花嫁奴隷〜渚〜【51】
「ああぁぁぁぁっ」
渚が首を左右に振り立て、鼻の穴の綿棒がバラバラと振りまかれた。
同時に、ワイヤーの巻かれた歯が折れて鉄アレイが床に落ちた。
竜二はその鉄アレイを無言で拾い上げると、クルリと振り向いて竜也の背中に投げ捨てた。

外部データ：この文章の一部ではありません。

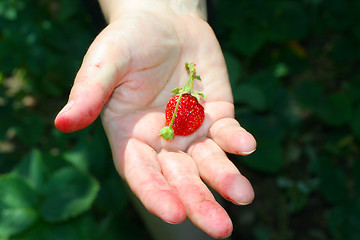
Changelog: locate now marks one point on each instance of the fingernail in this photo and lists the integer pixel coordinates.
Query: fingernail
(67, 107)
(248, 153)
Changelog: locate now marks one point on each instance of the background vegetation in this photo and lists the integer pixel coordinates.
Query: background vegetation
(294, 70)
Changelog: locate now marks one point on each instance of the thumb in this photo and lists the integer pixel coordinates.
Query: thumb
(103, 67)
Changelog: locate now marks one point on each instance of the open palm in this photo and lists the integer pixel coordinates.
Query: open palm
(128, 74)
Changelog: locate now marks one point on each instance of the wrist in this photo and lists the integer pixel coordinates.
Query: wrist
(113, 9)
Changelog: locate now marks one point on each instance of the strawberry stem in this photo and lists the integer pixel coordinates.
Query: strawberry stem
(167, 132)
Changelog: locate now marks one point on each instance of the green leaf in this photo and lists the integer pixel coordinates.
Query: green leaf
(113, 197)
(68, 193)
(248, 39)
(30, 129)
(336, 109)
(32, 168)
(333, 180)
(17, 205)
(250, 95)
(344, 220)
(309, 93)
(81, 228)
(355, 122)
(78, 156)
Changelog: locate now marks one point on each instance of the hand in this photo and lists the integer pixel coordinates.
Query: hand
(128, 73)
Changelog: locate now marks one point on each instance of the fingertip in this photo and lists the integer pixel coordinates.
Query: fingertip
(213, 219)
(168, 207)
(73, 117)
(238, 189)
(242, 142)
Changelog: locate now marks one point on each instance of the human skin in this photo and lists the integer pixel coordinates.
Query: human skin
(127, 76)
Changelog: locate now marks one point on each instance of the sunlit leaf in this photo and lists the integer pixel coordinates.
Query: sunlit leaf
(68, 194)
(17, 205)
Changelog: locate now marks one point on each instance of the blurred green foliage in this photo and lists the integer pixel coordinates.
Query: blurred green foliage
(293, 67)
(52, 185)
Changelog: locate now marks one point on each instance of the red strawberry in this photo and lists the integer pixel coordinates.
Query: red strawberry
(184, 114)
(189, 115)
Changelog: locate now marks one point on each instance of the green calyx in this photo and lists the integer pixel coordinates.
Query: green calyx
(167, 132)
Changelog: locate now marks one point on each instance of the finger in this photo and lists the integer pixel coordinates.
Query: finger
(220, 173)
(181, 173)
(105, 63)
(231, 137)
(142, 172)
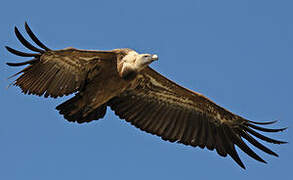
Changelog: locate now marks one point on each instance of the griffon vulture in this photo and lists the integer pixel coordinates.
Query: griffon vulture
(122, 80)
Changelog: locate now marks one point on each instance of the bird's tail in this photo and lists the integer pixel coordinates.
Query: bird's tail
(76, 110)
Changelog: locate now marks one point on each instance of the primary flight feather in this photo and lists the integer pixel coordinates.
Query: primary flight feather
(122, 80)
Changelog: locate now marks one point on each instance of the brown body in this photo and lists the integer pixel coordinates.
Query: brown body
(122, 80)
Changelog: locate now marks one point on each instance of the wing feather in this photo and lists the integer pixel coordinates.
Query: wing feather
(56, 73)
(161, 107)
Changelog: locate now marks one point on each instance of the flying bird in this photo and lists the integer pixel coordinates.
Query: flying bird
(122, 80)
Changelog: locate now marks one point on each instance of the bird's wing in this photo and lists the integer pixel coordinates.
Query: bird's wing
(161, 107)
(56, 73)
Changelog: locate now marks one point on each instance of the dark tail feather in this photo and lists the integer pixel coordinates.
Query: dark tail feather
(74, 110)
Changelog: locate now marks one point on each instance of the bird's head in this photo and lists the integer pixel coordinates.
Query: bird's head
(143, 60)
(133, 63)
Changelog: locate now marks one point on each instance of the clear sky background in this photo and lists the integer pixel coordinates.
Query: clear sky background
(238, 53)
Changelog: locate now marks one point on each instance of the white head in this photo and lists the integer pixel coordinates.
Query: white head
(143, 60)
(133, 63)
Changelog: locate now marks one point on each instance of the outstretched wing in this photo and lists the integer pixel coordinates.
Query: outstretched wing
(56, 73)
(161, 107)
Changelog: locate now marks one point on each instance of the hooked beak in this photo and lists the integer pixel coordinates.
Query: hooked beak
(155, 57)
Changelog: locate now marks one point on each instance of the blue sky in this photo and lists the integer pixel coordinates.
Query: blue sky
(238, 53)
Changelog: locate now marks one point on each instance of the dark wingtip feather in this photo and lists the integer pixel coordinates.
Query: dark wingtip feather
(25, 42)
(22, 63)
(34, 38)
(262, 137)
(262, 123)
(19, 53)
(265, 129)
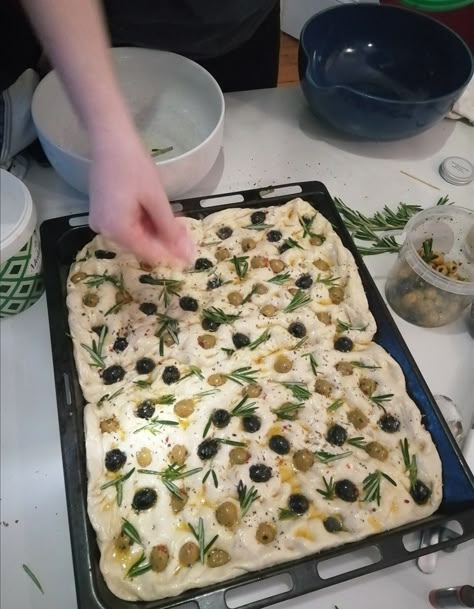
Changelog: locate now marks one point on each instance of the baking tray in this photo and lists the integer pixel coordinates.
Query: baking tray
(61, 239)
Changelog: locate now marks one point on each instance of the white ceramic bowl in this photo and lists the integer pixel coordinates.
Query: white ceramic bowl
(174, 102)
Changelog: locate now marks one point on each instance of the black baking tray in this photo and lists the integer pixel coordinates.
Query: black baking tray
(61, 239)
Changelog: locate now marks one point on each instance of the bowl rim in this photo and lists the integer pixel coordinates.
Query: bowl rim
(118, 51)
(386, 8)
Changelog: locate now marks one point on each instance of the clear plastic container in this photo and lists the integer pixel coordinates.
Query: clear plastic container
(414, 289)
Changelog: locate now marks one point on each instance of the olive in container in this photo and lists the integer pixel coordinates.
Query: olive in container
(432, 281)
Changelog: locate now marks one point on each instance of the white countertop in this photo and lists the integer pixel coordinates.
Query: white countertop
(270, 138)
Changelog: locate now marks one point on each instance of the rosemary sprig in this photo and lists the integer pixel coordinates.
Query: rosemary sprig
(154, 423)
(357, 441)
(199, 535)
(300, 299)
(261, 339)
(139, 567)
(131, 532)
(247, 496)
(411, 466)
(371, 485)
(326, 457)
(298, 389)
(241, 265)
(280, 279)
(331, 280)
(109, 397)
(219, 316)
(329, 490)
(335, 405)
(242, 375)
(96, 350)
(313, 363)
(288, 411)
(33, 577)
(343, 326)
(118, 483)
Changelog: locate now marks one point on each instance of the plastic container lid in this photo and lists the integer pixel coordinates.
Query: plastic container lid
(436, 5)
(452, 231)
(18, 218)
(457, 170)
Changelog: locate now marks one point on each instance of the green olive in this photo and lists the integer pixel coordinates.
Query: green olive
(78, 277)
(178, 454)
(277, 265)
(189, 554)
(235, 298)
(282, 364)
(227, 514)
(345, 368)
(376, 451)
(336, 294)
(239, 456)
(144, 456)
(357, 418)
(216, 380)
(217, 558)
(207, 341)
(367, 386)
(184, 408)
(159, 558)
(268, 310)
(323, 387)
(90, 300)
(266, 532)
(303, 460)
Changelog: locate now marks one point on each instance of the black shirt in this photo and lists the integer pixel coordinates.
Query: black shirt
(199, 29)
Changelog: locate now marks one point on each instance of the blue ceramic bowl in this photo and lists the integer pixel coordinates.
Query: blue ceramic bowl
(381, 72)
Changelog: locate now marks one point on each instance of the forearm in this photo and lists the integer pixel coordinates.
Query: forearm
(74, 37)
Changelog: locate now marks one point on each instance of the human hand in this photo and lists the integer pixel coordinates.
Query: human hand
(128, 204)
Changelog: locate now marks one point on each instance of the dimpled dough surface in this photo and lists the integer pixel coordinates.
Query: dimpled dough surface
(117, 285)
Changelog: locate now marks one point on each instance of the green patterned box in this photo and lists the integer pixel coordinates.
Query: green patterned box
(21, 283)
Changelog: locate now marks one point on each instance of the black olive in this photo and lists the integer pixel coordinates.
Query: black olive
(113, 374)
(260, 473)
(346, 490)
(170, 375)
(332, 524)
(144, 499)
(145, 410)
(258, 217)
(337, 435)
(208, 449)
(214, 282)
(104, 254)
(240, 340)
(297, 329)
(188, 303)
(120, 344)
(298, 504)
(343, 343)
(209, 325)
(115, 459)
(389, 423)
(202, 264)
(279, 444)
(251, 423)
(145, 365)
(304, 282)
(420, 492)
(220, 418)
(224, 233)
(273, 236)
(149, 308)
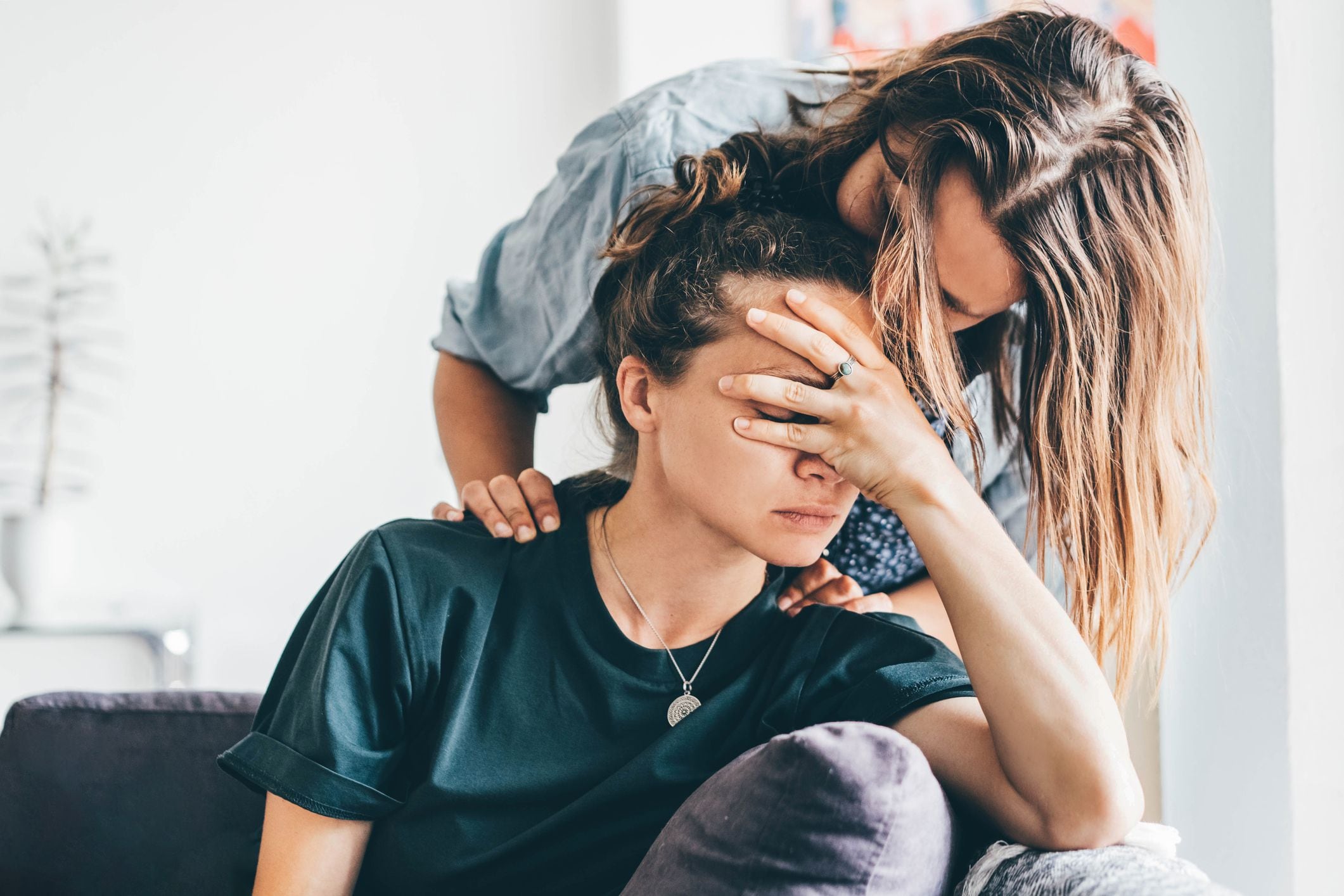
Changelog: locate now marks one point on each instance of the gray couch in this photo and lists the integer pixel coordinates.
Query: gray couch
(118, 793)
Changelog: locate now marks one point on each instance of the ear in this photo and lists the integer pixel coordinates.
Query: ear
(634, 382)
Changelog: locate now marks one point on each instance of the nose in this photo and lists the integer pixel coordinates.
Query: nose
(812, 466)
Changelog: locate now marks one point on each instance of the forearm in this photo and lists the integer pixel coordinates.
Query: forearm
(1056, 727)
(484, 426)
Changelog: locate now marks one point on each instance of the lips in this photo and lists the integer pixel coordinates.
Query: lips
(811, 509)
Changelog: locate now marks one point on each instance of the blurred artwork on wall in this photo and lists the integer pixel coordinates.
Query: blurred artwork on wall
(864, 30)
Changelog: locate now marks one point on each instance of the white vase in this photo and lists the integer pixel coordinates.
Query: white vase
(26, 562)
(8, 605)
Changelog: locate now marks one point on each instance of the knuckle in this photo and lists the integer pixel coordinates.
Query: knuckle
(851, 331)
(534, 476)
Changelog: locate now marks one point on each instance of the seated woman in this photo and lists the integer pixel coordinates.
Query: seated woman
(467, 714)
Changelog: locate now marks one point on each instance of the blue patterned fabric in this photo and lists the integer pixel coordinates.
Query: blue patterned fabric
(874, 547)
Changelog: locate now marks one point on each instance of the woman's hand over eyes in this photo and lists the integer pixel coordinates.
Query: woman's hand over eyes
(866, 425)
(509, 508)
(823, 584)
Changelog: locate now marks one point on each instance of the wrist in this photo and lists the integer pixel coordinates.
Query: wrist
(936, 484)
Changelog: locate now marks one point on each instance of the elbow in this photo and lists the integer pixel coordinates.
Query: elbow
(1096, 816)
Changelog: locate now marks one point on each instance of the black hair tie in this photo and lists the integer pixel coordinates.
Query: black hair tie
(761, 194)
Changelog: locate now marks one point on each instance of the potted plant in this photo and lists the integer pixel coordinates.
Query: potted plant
(54, 343)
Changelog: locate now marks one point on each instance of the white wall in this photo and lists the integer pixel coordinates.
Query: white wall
(1251, 719)
(1308, 196)
(285, 187)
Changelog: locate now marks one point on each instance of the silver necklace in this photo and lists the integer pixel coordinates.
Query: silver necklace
(686, 704)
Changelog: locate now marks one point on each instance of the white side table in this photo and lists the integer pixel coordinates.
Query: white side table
(110, 653)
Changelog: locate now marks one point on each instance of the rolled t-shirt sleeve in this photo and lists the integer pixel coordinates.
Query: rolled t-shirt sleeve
(331, 727)
(876, 667)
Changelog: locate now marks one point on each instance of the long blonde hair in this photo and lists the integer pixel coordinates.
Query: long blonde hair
(1091, 169)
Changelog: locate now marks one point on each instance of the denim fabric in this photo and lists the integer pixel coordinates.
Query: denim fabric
(528, 314)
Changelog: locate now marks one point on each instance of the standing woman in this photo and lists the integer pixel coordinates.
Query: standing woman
(1035, 200)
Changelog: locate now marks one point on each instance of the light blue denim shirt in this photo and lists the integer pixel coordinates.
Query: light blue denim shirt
(528, 314)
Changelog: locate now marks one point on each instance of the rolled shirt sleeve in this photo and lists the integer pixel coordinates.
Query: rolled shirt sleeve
(1004, 481)
(331, 727)
(876, 667)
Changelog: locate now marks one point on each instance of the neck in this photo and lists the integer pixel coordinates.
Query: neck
(689, 578)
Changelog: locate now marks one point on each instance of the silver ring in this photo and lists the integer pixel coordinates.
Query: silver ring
(846, 368)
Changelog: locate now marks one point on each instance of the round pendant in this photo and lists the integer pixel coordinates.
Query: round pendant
(682, 707)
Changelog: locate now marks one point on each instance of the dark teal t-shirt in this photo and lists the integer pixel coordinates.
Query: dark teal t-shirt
(476, 698)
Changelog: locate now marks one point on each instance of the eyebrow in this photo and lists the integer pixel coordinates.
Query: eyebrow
(819, 381)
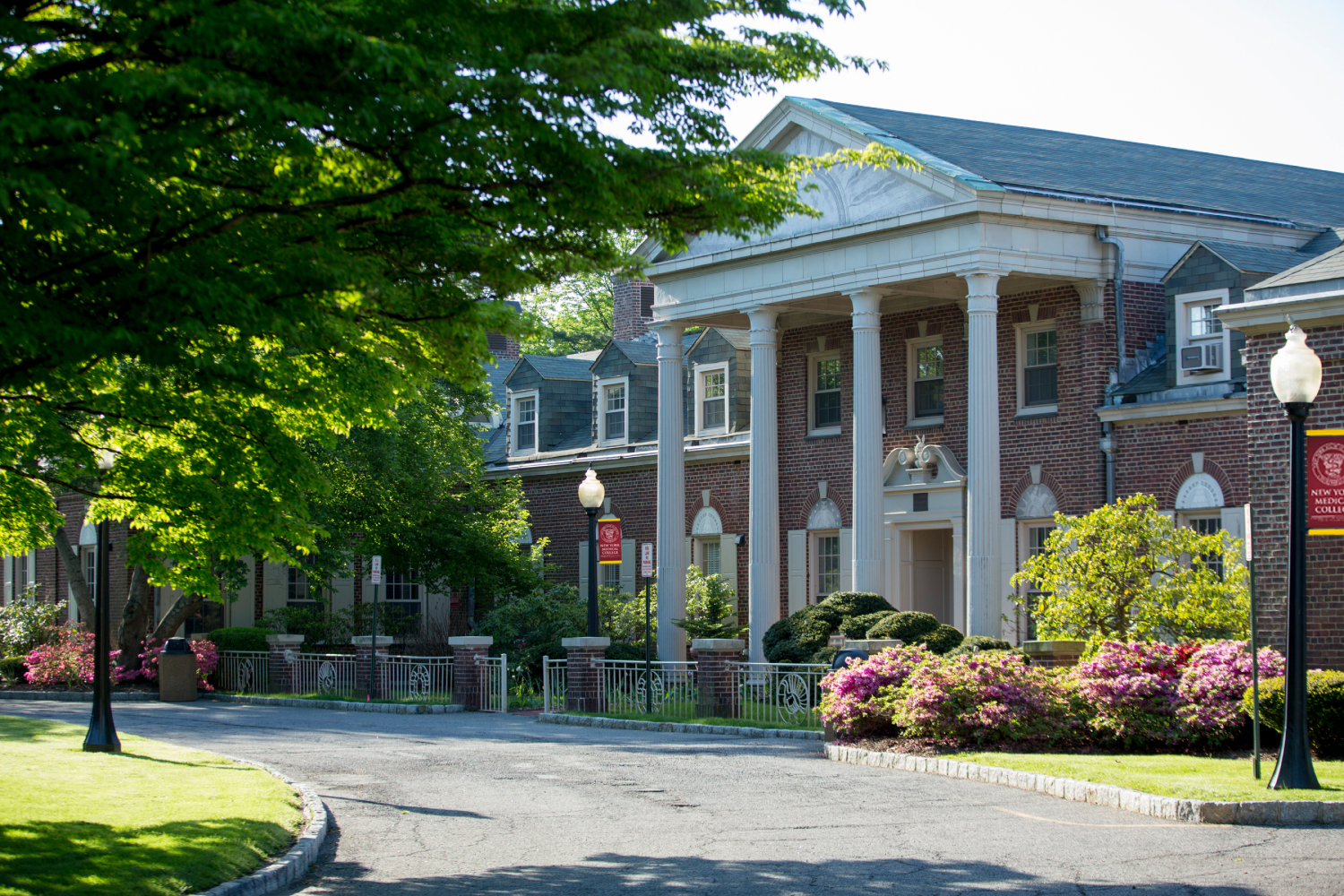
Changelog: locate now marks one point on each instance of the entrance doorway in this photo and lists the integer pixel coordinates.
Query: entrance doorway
(930, 555)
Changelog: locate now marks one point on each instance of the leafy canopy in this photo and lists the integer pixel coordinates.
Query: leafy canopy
(233, 228)
(1126, 573)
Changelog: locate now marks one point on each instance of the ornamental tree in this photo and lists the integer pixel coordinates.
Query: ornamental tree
(1128, 573)
(233, 228)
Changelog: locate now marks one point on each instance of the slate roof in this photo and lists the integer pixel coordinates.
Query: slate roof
(1053, 160)
(1322, 268)
(559, 368)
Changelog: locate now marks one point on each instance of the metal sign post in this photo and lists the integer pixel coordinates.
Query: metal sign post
(647, 571)
(1250, 568)
(376, 576)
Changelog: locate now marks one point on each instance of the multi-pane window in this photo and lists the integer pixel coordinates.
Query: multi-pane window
(710, 551)
(929, 381)
(1203, 322)
(1210, 525)
(828, 564)
(714, 402)
(825, 395)
(524, 426)
(613, 411)
(1040, 370)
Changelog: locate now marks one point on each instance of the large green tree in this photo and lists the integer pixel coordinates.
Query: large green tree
(231, 228)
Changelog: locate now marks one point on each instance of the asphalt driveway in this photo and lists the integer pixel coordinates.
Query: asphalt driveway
(483, 804)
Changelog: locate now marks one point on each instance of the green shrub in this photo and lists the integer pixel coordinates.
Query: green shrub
(1324, 710)
(906, 626)
(943, 638)
(241, 638)
(857, 627)
(857, 603)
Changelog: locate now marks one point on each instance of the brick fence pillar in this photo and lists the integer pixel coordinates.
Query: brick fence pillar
(281, 670)
(583, 673)
(714, 676)
(363, 656)
(468, 677)
(1054, 653)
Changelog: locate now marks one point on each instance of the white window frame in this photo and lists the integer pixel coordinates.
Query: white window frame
(812, 392)
(602, 440)
(1183, 338)
(913, 347)
(701, 370)
(1023, 331)
(814, 563)
(537, 421)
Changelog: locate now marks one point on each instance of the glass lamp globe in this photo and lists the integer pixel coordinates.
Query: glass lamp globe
(591, 490)
(1295, 370)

ぐあぁっ――と唸り声を上げた竜也の見開いた目を、熱蝋の滴がボタボタと打った。
「ひぇっへっへ……竜也ぁ、お前、片目が潰れちまったじゃないか。なら、お前の嫁さんも同じようにしてやったほうが夫婦っぽくなるだろ、んー?」
竜二が、ぶら下がった蝋燭の一本をもぎ取り、渚に向き直った。
そして「ほれっ、ほれっ」と全身に熱蝋を振りかけていく。
素肌に蝋がかかるたびに、悲鳴を上げてのけ反る渚の爪先が床を掻いた。
天井のレールが軋んで嫌な音を立てる。
そして――運命の瞬間が訪れた。
渚の身体が後ろに振れ、直後に前へ戻ろうと傾いた時である。
滑車が移動したことで、ぶら下がった蝋燭の火にあぶられていた吊り縄が、ブチリと音を立てて切れた。
前方へ倒れ込んでいく渚の身体が、目の前にいた竜二に激突した。
おっ――と声を洩らした竜二が、床に垂れていた蝋で足を滑らせ、よろけながら二、三歩後ろへ後退し、竜也の横腹に躓いて転倒した。